Train a Shape Embedding Model
> Purpose: This document is for Data Scientists who want to Train custom HOOPS Embedding models.
> For production use (computing embeddings and similarity search), see the Production workflow.
Overview
The EmbeddingFlowModel is a specialized FlowModel implementation designed for training shape embeddings from CAD data using contrastive learning. This model enables data scientists to train custom embedding models on their own CAD datasets.
Training → Production Workflow
Train a custom model using EmbeddingFlowModel + FlowTrainer (this document)
Register the trained model with HOOPSEmbeddings.register_model()
Deploy for production use via HOOPSEmbeddings API (see production guide)
When to Train Custom Models
Your CAD parts have unique geometric characteristics not captured by pre-trained models
You need domain-specific embeddings (e.g., specific industry, manufacturing process)
You have a large proprietary dataset to learn from
You want to optimize embedding dimensions for your use case
Note: HOOPS AI’s provided a pre-trained model (e.g., ts3d_scl_dual_v1) that can be used directly. See the production guide on how to use it directly.

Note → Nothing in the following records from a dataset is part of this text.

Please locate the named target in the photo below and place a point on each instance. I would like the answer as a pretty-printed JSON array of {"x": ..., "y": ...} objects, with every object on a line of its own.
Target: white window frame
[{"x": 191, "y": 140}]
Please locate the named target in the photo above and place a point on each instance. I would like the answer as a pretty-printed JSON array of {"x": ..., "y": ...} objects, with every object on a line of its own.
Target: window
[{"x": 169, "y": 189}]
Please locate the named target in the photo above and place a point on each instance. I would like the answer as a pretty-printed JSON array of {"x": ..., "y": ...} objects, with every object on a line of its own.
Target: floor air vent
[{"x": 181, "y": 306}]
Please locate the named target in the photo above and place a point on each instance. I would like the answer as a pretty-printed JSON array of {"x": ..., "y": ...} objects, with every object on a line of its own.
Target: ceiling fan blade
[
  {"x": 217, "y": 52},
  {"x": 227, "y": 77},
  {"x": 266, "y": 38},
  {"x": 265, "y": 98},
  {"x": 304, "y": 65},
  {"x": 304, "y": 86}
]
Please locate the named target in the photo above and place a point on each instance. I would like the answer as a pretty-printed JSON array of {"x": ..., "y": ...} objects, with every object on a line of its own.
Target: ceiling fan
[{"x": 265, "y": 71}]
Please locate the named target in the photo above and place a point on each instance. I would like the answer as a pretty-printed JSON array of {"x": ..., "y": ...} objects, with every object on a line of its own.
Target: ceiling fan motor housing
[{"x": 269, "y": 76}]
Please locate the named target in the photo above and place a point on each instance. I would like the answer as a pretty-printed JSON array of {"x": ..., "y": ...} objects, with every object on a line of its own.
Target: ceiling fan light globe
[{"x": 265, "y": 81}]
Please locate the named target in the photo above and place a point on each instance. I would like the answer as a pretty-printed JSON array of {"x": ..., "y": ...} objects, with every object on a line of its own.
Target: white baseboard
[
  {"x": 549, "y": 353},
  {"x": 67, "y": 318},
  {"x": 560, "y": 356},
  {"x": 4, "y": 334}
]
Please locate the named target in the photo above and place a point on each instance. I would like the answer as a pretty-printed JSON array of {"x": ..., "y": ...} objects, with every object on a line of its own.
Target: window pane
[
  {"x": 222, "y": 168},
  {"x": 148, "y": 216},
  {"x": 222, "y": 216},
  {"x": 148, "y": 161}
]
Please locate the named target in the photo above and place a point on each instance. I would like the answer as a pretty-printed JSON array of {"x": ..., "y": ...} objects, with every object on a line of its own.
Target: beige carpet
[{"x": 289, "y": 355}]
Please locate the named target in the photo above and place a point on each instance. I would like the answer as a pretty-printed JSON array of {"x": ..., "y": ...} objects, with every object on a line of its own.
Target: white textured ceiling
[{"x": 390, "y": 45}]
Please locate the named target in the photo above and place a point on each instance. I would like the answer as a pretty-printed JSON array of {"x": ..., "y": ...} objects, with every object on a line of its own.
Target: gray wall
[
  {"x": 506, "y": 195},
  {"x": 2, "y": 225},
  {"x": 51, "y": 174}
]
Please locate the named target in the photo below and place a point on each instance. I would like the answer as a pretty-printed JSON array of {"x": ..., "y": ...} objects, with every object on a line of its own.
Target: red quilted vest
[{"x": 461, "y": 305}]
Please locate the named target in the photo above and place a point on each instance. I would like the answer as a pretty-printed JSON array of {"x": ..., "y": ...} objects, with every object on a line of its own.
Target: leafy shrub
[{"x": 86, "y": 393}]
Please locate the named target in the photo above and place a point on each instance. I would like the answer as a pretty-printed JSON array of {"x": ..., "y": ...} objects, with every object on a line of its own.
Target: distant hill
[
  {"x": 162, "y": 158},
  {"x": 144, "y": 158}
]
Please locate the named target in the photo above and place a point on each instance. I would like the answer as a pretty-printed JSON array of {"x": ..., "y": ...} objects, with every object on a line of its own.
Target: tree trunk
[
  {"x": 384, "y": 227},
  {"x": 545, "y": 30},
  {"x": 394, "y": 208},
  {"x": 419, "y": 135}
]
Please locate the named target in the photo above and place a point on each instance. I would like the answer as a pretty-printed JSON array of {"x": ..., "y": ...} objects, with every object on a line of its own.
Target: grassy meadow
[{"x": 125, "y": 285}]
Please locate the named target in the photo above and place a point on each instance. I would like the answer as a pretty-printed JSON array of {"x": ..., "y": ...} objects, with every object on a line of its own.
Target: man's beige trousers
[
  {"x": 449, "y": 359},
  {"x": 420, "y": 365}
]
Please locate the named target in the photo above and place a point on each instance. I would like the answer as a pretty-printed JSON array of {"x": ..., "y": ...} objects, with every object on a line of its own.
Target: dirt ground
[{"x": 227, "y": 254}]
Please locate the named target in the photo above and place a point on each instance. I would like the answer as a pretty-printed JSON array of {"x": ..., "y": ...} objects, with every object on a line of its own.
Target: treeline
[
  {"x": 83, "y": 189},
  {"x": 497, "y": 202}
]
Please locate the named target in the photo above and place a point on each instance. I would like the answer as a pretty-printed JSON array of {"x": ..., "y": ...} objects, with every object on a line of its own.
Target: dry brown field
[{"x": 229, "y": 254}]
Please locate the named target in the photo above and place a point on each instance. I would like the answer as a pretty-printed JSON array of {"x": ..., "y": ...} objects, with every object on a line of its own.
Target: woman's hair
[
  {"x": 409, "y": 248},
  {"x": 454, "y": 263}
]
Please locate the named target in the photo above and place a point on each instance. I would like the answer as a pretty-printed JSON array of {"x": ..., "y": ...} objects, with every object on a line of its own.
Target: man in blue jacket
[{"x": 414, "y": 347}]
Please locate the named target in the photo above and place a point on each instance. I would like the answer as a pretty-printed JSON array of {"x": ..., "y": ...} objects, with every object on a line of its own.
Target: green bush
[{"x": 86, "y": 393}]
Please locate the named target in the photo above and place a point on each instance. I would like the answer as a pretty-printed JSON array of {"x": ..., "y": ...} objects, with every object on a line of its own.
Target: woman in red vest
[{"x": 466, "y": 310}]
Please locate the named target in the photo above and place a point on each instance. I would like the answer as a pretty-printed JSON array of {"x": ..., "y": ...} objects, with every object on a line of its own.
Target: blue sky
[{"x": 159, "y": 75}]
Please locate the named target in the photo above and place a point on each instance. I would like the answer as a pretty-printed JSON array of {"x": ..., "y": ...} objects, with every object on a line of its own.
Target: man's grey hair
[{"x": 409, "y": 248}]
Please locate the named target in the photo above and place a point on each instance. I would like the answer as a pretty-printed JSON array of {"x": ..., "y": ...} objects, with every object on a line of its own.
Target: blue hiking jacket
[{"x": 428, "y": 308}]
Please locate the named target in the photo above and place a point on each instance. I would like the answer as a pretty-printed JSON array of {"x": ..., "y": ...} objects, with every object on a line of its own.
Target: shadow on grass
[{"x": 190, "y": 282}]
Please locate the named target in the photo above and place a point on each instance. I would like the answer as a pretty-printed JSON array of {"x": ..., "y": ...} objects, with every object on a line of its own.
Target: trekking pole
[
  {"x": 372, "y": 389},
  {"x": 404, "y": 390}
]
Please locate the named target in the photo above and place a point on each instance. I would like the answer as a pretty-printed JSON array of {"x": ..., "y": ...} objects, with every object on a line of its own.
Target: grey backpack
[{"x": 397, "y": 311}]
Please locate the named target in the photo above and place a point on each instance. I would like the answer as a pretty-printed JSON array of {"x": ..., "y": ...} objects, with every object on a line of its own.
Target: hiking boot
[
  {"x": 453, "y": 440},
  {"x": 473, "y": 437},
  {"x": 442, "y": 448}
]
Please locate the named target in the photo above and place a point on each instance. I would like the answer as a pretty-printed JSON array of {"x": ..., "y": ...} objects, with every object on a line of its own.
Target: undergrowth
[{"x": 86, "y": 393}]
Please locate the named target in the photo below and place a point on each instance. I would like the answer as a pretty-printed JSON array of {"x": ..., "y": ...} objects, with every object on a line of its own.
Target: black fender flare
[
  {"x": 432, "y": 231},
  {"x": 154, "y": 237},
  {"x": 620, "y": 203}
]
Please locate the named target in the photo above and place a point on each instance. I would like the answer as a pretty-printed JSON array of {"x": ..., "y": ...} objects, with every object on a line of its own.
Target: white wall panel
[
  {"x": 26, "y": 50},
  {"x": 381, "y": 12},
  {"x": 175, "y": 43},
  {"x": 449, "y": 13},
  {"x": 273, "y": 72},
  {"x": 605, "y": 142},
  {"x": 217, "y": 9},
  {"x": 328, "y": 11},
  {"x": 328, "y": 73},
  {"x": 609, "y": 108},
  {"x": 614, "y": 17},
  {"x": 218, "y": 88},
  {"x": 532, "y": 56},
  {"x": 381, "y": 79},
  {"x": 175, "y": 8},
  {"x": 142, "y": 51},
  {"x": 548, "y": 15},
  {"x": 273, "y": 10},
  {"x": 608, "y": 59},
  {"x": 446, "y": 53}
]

Trained on a large dataset with nearly 1M parts from public datasets (ABC, fabwave, etc).
Key Features
Contrastive Learning: Learns shape representations by distinguishing between similar and dissimilar CAD geometries
Flexible Architecture: Configurable embedding dimensions, projection layers, and training parameters
Unsupervised Training: No labels required per CAD file - learns from geometric structure alone
import hoops_ai
from hoops_ai.ml.EXPERIMENTAL.flow_model_embedding import EmbeddingFlowModel
# Set license
hoops_ai.set_license(hoops_ai.use_test_license(), validate=False)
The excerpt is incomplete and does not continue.